It also has a nice 8-bit/16-bit aesthetic going on in both looks and sound effects, for anyone nostalgic for old school video games.
You can see that the variety of languages is pretty astounding, though of course some languages have more content than others. Like Tatoeba, you can create an account for free on Clozemaster, and it has no limits on how many languages you can choose to study.
Note: Clozemaster is not for beginners. You need some familiarity with the target language to benefit from the program. Generally, the developer touts Clozemaster as “the next step after DuoLingo.”
The data is cool, but for me it’s secondary. The important bits are towards the bottom: the section labeled “Fluency Fast Track” and then “Grouped by: Most Common Words.” That’s where you actually do the studying.
The basic difference is that Fluency Fast Track mixes clozes from easy to difficult (and from most common to least common), while the “Most Common Words” group will focus specifically on the 100, 500, 1000, etc. most common words. I like to keep things focused, so I prefer the latter, but either should be fine.
All of the exercises, in the app as well as most browsers, also include text-to-speech audio. It’s not entirely natural, so I wouldn’t use it for phrasing or intonation, but it’s fine for individual words. Also, the web version links every word in the phrase to Forvo (in addition to Google Translate, Wiktionary, and Tatoeba), where you can hear actual humans pronounce the word in question.
The wrinkle that I really appreciate is that you can play a cloze exercise in two modes: multiple choice or text input. The text input option is really important because it forces you to move a word from your passive vocabulary to your active vocabulary. If you want to challenge yourself with the text input option, I’d recommend setting Clozemaster to show you the L1 translation along with the question (rather than after you answer), so you know if it’s “What’s his name?” or “What’s her name?”.

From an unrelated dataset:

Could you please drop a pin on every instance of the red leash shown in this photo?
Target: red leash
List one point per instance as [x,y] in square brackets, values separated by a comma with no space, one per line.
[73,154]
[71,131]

There is also a smartphone app that, like Anki, connects your browser-based account (and all of its progress) with your smartphone:
If you pay for a Clozemaster Pro account, you have the option of downloading the “Fast Track” lessons directly to your phone; otherwise everything is in the cloud, so the app is useless if you can’t connect to the Internet. There are other little bells and whistles you get in the pro account as well: listening comprehension practice, the ability to focus on specific parts of speech, more data, the ability to export into Anki, etc. At $60, it’s not a bad investment at all.